Griske noted that a voyage using the NSR from Rotterdam to Shanghai was 3,000 km shorter than the normal route via the Suez Canal. Last year saw 46 successful transits of the NSR compared to just four in 2010.
“We need a regulation system for these activities,” Giske said. “I want to encourage everyone to work for better regulation at IMO.” The NSR has long stretches without any infrastructure and capabilities such as search and rescue.
“We have to know shipping activities in this region are quite different.” Giske commented that seamanship would be crucial.
The minister’s views were echoed by industry executives. Claus Hemmingson, partner and member of the board of AP Moller – Maersk said: “We put a lot of faith in the IMO and the Polar Code – hopefully in 2014.”
Sturla Henriksen, director general, Norwegian Shipowners’ Association said an stronger regulatory framework was needed.
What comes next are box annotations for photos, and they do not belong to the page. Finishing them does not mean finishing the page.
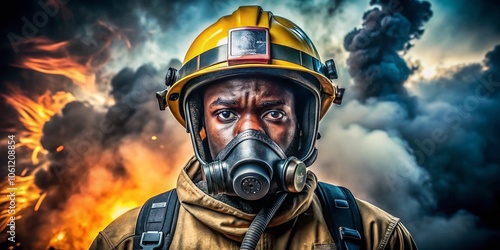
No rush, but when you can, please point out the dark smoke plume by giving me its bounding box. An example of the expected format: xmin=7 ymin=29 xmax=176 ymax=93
xmin=344 ymin=0 xmax=432 ymax=100
xmin=334 ymin=1 xmax=500 ymax=249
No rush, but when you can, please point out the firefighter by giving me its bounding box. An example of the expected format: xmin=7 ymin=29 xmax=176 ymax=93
xmin=91 ymin=6 xmax=416 ymax=249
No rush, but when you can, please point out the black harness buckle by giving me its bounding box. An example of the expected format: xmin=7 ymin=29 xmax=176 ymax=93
xmin=140 ymin=231 xmax=163 ymax=250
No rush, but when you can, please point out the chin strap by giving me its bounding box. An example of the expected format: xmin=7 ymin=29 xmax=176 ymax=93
xmin=303 ymin=148 xmax=318 ymax=167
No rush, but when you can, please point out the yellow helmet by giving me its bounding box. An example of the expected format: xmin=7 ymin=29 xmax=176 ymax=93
xmin=157 ymin=6 xmax=343 ymax=164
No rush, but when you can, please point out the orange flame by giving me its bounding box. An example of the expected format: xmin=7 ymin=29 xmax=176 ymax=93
xmin=3 ymin=87 xmax=75 ymax=165
xmin=0 ymin=22 xmax=190 ymax=249
xmin=0 ymin=175 xmax=40 ymax=230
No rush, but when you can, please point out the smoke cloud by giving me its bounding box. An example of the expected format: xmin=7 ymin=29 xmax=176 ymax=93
xmin=0 ymin=0 xmax=500 ymax=249
xmin=317 ymin=1 xmax=500 ymax=249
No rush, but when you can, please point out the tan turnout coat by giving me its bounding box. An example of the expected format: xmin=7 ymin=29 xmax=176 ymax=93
xmin=90 ymin=158 xmax=416 ymax=250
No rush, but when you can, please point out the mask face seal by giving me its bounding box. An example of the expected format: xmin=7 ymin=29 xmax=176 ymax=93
xmin=202 ymin=130 xmax=307 ymax=200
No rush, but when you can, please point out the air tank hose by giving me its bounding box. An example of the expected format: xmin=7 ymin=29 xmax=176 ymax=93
xmin=240 ymin=192 xmax=287 ymax=250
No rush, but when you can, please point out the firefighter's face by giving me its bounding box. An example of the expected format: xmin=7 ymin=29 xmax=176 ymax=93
xmin=203 ymin=78 xmax=298 ymax=159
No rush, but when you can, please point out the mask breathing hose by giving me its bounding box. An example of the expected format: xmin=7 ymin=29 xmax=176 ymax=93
xmin=240 ymin=192 xmax=288 ymax=250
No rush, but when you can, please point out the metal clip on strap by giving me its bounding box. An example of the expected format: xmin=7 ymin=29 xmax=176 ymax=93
xmin=140 ymin=231 xmax=163 ymax=250
xmin=339 ymin=227 xmax=361 ymax=250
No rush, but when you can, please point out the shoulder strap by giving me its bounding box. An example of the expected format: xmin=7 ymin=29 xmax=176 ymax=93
xmin=134 ymin=189 xmax=180 ymax=250
xmin=315 ymin=182 xmax=364 ymax=250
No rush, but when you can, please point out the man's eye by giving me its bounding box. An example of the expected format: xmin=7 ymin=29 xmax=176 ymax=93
xmin=264 ymin=110 xmax=286 ymax=121
xmin=217 ymin=110 xmax=236 ymax=121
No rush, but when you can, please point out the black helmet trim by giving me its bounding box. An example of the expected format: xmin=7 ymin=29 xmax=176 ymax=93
xmin=178 ymin=44 xmax=327 ymax=79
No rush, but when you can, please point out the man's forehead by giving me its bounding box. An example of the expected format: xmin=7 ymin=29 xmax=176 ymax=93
xmin=204 ymin=76 xmax=295 ymax=94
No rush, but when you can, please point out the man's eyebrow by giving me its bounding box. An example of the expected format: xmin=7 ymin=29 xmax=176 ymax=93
xmin=210 ymin=97 xmax=238 ymax=107
xmin=258 ymin=100 xmax=288 ymax=108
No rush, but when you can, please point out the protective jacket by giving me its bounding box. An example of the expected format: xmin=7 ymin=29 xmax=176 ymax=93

The Arctic is also in focus for oil and gas exploration with up to an estimated 20% of undiscovered oil and gas reserves in the region.
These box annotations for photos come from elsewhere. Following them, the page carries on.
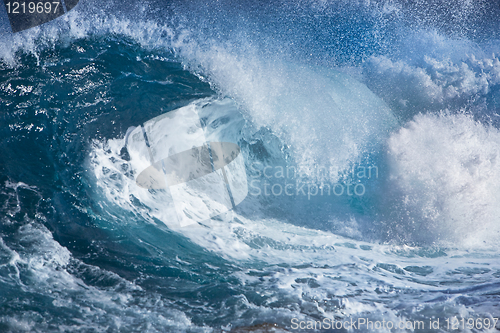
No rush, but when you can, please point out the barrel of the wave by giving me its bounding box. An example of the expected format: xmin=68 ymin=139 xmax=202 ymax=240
xmin=127 ymin=105 xmax=248 ymax=227
xmin=0 ymin=0 xmax=79 ymax=33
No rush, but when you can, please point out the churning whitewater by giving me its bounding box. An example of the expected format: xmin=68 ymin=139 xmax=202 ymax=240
xmin=0 ymin=0 xmax=500 ymax=332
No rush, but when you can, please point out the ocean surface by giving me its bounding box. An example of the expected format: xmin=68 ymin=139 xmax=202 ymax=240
xmin=0 ymin=0 xmax=500 ymax=332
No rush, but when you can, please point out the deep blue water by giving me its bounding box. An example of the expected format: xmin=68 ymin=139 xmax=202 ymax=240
xmin=0 ymin=0 xmax=500 ymax=332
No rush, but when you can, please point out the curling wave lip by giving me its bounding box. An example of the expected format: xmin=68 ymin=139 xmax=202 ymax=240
xmin=126 ymin=100 xmax=248 ymax=227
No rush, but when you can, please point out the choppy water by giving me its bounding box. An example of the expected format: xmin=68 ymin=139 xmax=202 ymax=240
xmin=0 ymin=0 xmax=500 ymax=332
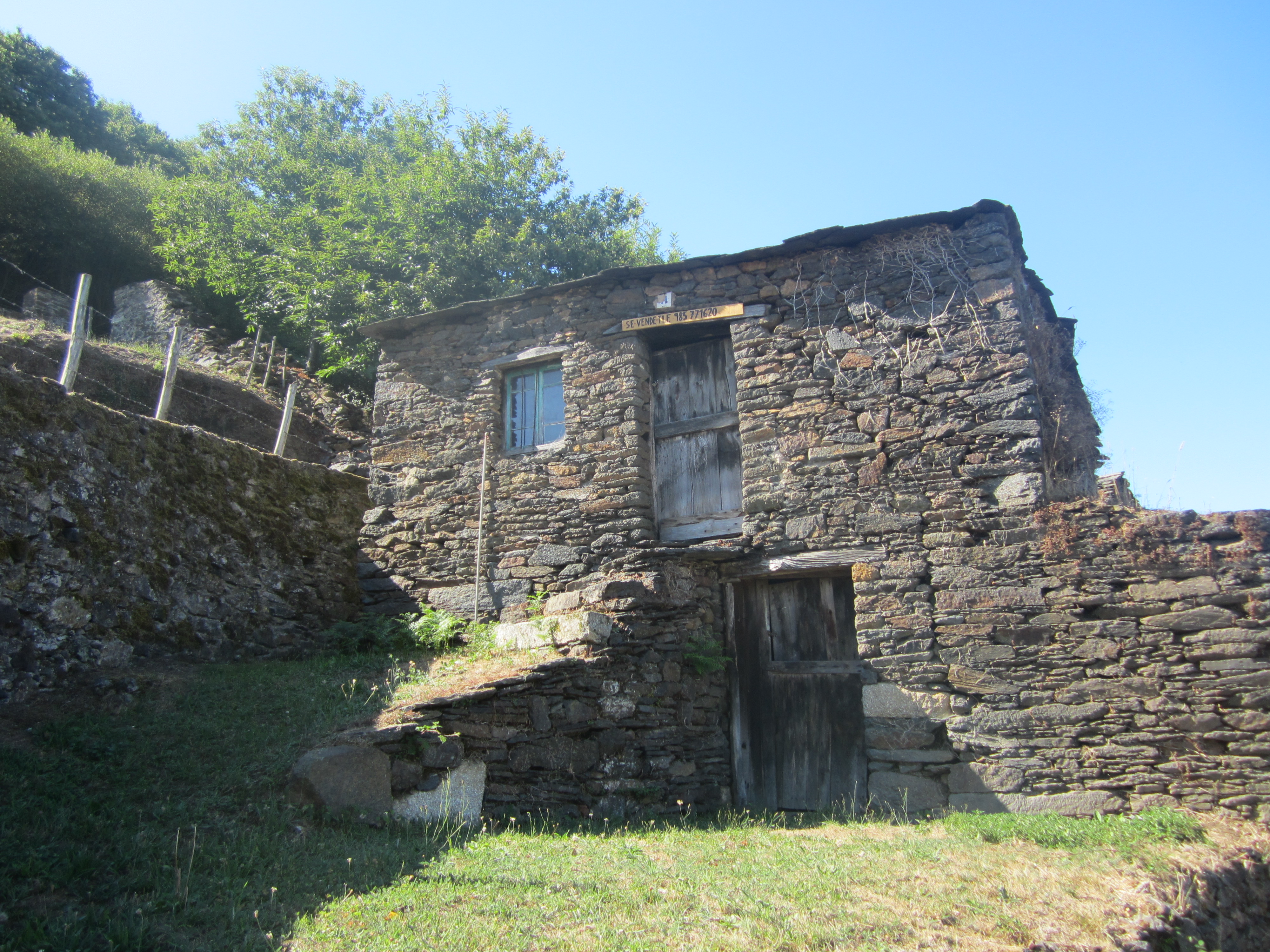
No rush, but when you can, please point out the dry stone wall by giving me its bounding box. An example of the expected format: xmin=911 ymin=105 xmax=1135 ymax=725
xmin=361 ymin=202 xmax=1270 ymax=816
xmin=0 ymin=369 xmax=366 ymax=699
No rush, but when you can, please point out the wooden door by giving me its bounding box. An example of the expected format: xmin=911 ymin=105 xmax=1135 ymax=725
xmin=729 ymin=578 xmax=867 ymax=810
xmin=653 ymin=338 xmax=740 ymax=539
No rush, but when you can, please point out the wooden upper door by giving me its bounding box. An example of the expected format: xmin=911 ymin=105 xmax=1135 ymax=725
xmin=653 ymin=338 xmax=740 ymax=539
xmin=729 ymin=578 xmax=867 ymax=810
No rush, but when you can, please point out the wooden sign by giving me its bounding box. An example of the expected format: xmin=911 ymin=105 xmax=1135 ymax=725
xmin=622 ymin=305 xmax=745 ymax=330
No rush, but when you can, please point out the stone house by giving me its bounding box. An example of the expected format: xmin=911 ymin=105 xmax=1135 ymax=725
xmin=361 ymin=201 xmax=1270 ymax=815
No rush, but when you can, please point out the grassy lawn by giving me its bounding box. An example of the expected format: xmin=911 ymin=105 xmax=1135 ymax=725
xmin=0 ymin=658 xmax=1240 ymax=952
xmin=292 ymin=814 xmax=1199 ymax=952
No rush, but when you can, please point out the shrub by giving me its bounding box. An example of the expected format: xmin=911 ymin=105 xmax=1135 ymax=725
xmin=683 ymin=628 xmax=728 ymax=675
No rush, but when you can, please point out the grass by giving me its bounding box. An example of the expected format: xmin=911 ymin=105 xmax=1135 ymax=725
xmin=0 ymin=658 xmax=451 ymax=952
xmin=0 ymin=640 xmax=1250 ymax=952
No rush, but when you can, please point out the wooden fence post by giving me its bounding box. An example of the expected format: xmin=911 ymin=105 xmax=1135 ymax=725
xmin=155 ymin=324 xmax=180 ymax=420
xmin=57 ymin=274 xmax=93 ymax=393
xmin=246 ymin=324 xmax=264 ymax=383
xmin=472 ymin=433 xmax=489 ymax=625
xmin=273 ymin=381 xmax=300 ymax=456
xmin=260 ymin=338 xmax=278 ymax=390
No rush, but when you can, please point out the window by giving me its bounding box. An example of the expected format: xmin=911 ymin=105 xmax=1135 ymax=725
xmin=504 ymin=363 xmax=564 ymax=449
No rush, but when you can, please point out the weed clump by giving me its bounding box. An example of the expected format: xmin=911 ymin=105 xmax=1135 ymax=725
xmin=323 ymin=605 xmax=472 ymax=655
xmin=944 ymin=807 xmax=1204 ymax=849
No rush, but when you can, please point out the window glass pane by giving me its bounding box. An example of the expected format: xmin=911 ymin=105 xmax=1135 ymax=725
xmin=507 ymin=371 xmax=537 ymax=449
xmin=538 ymin=367 xmax=564 ymax=443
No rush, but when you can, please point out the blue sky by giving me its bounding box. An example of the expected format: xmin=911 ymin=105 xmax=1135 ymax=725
xmin=10 ymin=0 xmax=1270 ymax=512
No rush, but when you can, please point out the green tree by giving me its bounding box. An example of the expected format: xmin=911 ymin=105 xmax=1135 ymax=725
xmin=0 ymin=117 xmax=166 ymax=312
xmin=0 ymin=29 xmax=192 ymax=175
xmin=0 ymin=29 xmax=105 ymax=149
xmin=154 ymin=69 xmax=673 ymax=386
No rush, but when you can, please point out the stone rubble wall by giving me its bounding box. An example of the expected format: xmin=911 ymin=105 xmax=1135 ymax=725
xmin=363 ymin=212 xmax=1096 ymax=612
xmin=0 ymin=369 xmax=366 ymax=699
xmin=110 ymin=281 xmax=198 ymax=347
xmin=378 ymin=581 xmax=732 ymax=819
xmin=359 ymin=207 xmax=1270 ymax=819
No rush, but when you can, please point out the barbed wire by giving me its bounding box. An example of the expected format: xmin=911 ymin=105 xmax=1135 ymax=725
xmin=0 ymin=255 xmax=353 ymax=453
xmin=0 ymin=255 xmax=110 ymax=324
xmin=0 ymin=339 xmax=331 ymax=453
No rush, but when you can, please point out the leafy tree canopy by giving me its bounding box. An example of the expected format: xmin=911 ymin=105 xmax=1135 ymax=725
xmin=154 ymin=69 xmax=677 ymax=386
xmin=0 ymin=29 xmax=190 ymax=175
xmin=0 ymin=117 xmax=166 ymax=319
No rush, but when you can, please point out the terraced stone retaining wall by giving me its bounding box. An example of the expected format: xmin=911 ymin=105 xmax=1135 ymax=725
xmin=0 ymin=369 xmax=366 ymax=699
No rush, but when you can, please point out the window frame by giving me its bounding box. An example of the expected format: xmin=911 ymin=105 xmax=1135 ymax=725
xmin=503 ymin=358 xmax=568 ymax=456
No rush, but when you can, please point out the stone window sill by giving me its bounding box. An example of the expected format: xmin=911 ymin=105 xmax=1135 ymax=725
xmin=503 ymin=437 xmax=568 ymax=456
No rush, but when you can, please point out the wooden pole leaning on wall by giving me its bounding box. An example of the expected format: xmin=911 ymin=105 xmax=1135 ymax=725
xmin=246 ymin=324 xmax=264 ymax=383
xmin=155 ymin=324 xmax=180 ymax=420
xmin=472 ymin=433 xmax=493 ymax=625
xmin=57 ymin=274 xmax=93 ymax=393
xmin=273 ymin=381 xmax=300 ymax=456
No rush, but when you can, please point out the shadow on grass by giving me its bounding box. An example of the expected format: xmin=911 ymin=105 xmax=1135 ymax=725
xmin=0 ymin=658 xmax=469 ymax=952
xmin=0 ymin=656 xmax=1209 ymax=952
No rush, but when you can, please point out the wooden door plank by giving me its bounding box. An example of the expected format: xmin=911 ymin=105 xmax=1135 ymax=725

“Resources are abundant in the Arctic,” said Giske.
Speaking at the agenda offshore conference on Wednesday Statoil ceo Helge Lund said: “Statoil has been positioning itself for long term growth in the Arctic.
“The full potential of the Arctic can only be unlocked through innovation.”
Given the complexities and difficulties of operating in the region Lund said “there was no margin for error” and there was a need for oil spill response.